The New York-based guaranty insurer goes on to say that Bear Stearns “flagrantly” ignored its contractual obligations to the carrier and others by delivering “defective” securities.

Ambac says it has “overwhelming proof of Bear Stearns’ misconduct” that includes witnesses revealing the banker’s actions.

The insurer lays out the case that Bear Stearns’ mortgage business, EMC Mortgage LLC, now doing business as J.P. Morgan Securities LLC, “disregarded loan quality for loan quantity” and went out of its way to hide the defects in the loans from Ambac so the company would insure them. The carrier further states that Bear Stearns knew its representations concerning the re-underwriting due diligence it commissioned were false and misleading, and failed to implement proper safeguards to assure loan quality.

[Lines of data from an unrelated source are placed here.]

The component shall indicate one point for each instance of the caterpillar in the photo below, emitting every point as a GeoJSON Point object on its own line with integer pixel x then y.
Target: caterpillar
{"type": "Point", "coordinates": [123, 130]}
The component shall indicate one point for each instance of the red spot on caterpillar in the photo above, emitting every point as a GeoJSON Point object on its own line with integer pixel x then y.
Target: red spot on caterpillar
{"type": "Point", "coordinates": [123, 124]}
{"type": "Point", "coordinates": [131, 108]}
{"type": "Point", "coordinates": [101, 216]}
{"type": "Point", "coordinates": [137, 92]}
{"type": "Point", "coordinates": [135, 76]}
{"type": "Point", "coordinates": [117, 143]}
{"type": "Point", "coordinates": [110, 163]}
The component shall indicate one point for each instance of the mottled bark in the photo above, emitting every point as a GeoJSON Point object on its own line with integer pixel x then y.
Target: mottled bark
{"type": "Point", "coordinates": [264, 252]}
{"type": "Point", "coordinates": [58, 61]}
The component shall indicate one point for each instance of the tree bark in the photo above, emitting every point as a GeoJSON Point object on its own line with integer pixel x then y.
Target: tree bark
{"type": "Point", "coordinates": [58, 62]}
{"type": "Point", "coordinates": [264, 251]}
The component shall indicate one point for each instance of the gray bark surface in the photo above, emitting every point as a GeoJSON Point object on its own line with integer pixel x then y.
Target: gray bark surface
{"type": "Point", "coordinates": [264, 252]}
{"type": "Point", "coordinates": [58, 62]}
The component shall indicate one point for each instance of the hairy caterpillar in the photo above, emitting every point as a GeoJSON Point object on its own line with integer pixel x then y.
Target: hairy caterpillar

In its 125-page brief, Ambac requests legal and punitive damages for claims it has paid or due to pay in the future.

A request for comment from Ambac was not immediately returned. J.P. Morgan has also issued no comment.

Ambac, which has been in bankruptcy after suffering severe losses from the economic meltdown in 2008-2009, recently received permission from the courts to reorganize.

The company lost more than $960 million in the fourth quarter of the year.